Deadbolts aren’t hyped up; they really are superior to regular knob locks. Though we keep shaking our head in amazement whenever yet another news story comes out about a burglar or rapist who waltzed through an unlocked door and committed mayhem, it remains a hard fact that many criminals gain entry via physical force.
Yes, what you see in movies and TV shows is true: People CAN kick open a locked door—that’s either missing a deadbolt, has a faulty one or simply because a door jamb itself is just half inch pine. In that case, door reinforcement technologies are needed. Read on.
Nearly 60 percent of burglaries are forced-entry. Many occur during the day. Face it; at a minimum, you need a deadbolt. It can be either single-cylinder or double-cylinder (check the legality regarding doubles).
The door jamb will have a hole for the bolt to extend fully into—partially isn’t good enough. A metal strike plate should reinforce the hole. If both of these factors are not in place, an intruder can force open the door.
In addition, the strike plate should be fastened into the studs of the door frame with three-inch screws.
Finally…the deadbolt needs to be USED. It’s easier to always ensure this if you have a single-cylinder because it requires just a turn of its knob (from the inside). The double-cylinder requires a key from the inside—in place of that little knob. So every time you come home and lock the deadbolt, you’ll need a key. Every time you want to step outside…you’ll need a key to unlock it. Double deadbolts are a little dangerous too due to fires as well. So not recommended.
However, if you have the single-cylinder, and your door is right beside a window, an intruder could smash through the window and reach in and turn the knob of the single-cylinder, unlocking it.
- If you don’t want the hassle of a double-cylinder, consider replacing the door so that windows aren’t close enough to it for an intruder’s arm to reach through.
- The decision isn’t whether or not to get a deadbolt; it’s what type of deadbolt and door…because it can’t be said enough: A door with only a regular lock can easily be kicked in—by a slight woman—because the standard lock involves a few little screws, one or two little strike plates and a thin pine wood door frame with thin molding.

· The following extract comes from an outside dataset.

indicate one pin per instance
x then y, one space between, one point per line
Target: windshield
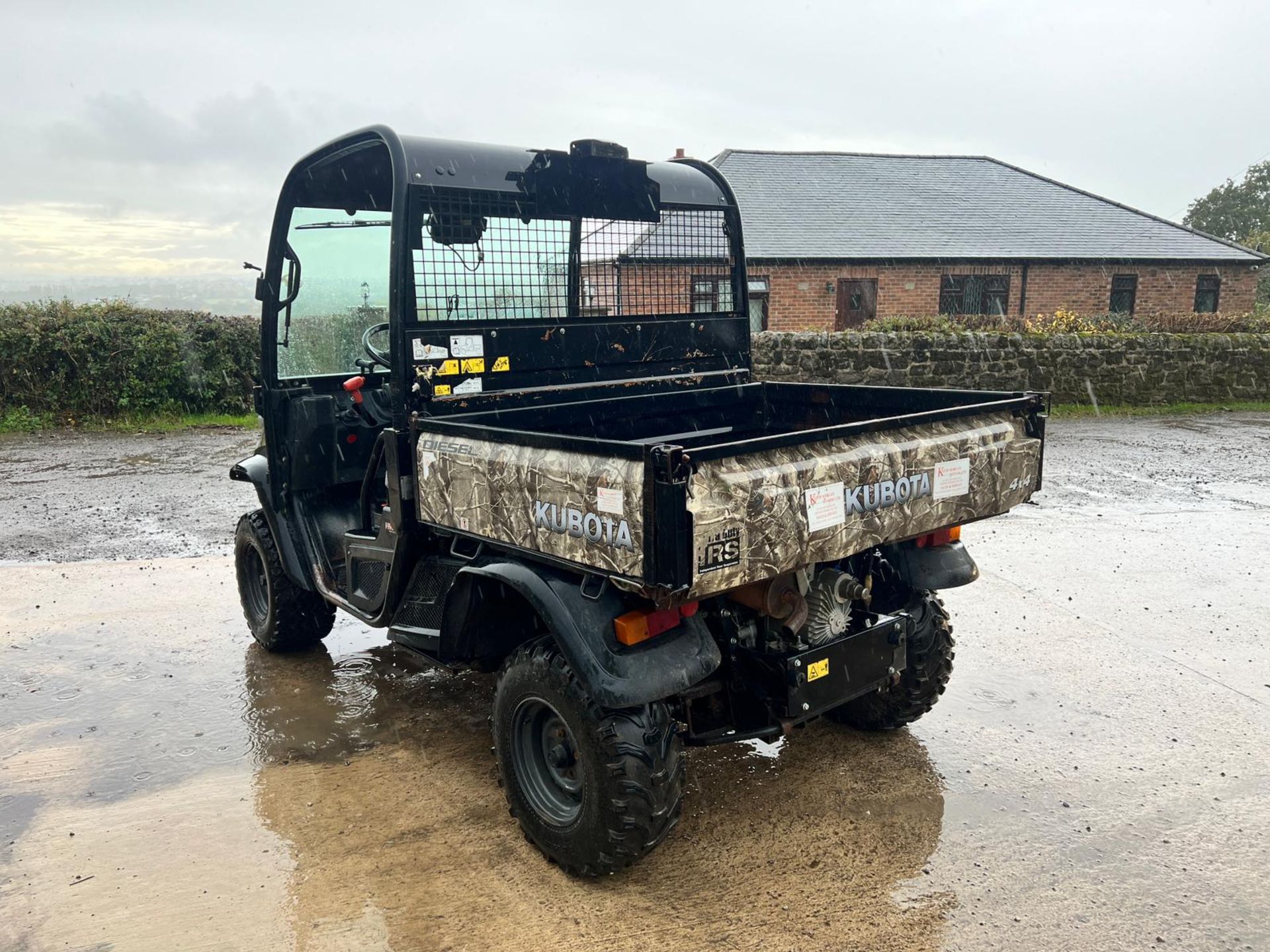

- However, this thin wood can be empowered by the Door Devil Anti Kick Door Jam Security Kit. It’s a four-foot-long bar of steel that’s one-sixteenth-inch thick. It gets installed on the center of the door jamb, over the little strike plates. An intruder must get past this; fat chance, because four feet of the door frame will absorb the intruder’s attempted force.

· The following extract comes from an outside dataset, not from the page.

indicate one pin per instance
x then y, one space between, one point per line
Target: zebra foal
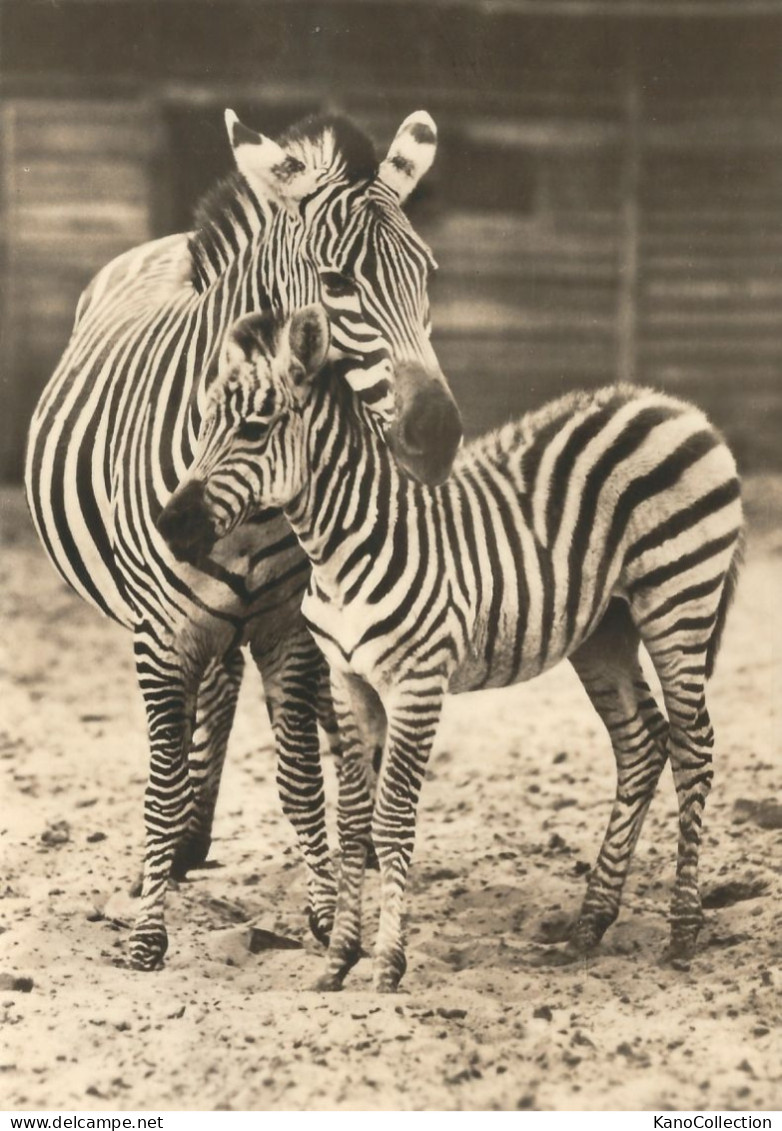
603 520
312 217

- The Door Devil’s thick screws are three and a half inches long, and when placed into the 2 x 4 studs (also part of the kit) behind the frame, reinforce the door hinges.

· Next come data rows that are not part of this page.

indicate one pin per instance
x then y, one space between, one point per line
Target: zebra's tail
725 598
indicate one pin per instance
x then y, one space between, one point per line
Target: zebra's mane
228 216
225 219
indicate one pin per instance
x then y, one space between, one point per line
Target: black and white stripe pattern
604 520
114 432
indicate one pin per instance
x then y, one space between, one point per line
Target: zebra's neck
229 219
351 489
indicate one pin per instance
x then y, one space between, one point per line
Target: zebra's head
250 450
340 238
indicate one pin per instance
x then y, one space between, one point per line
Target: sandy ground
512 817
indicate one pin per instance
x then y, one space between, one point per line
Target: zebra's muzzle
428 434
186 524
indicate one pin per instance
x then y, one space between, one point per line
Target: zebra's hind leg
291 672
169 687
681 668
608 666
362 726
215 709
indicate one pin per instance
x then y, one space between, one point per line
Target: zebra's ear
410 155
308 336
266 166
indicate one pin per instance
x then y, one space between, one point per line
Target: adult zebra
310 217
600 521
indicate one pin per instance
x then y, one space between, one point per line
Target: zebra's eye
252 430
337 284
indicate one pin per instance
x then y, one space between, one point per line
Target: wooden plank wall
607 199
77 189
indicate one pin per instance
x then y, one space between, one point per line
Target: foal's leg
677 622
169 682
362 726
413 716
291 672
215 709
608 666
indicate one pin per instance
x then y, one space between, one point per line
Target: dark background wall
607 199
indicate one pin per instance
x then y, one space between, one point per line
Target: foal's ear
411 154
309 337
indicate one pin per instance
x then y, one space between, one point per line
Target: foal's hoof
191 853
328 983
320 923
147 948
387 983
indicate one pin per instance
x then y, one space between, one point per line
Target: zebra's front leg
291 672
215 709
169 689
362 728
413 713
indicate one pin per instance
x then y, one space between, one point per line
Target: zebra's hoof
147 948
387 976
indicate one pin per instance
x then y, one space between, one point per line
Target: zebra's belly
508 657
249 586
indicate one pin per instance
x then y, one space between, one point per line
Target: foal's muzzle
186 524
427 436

- You might be thinking, if an intruder is determined enough, he’ll keep kicking till the door busts. What do you think an intruder is, a kickboxing instructor? If he can’t dismantle the door after two, maybe even one, kick, he’ll move on to the next house.
- Of course, he might not want to even try to kick down your door if he notices a surveillance camera above it—after the motion detector light beams onto him.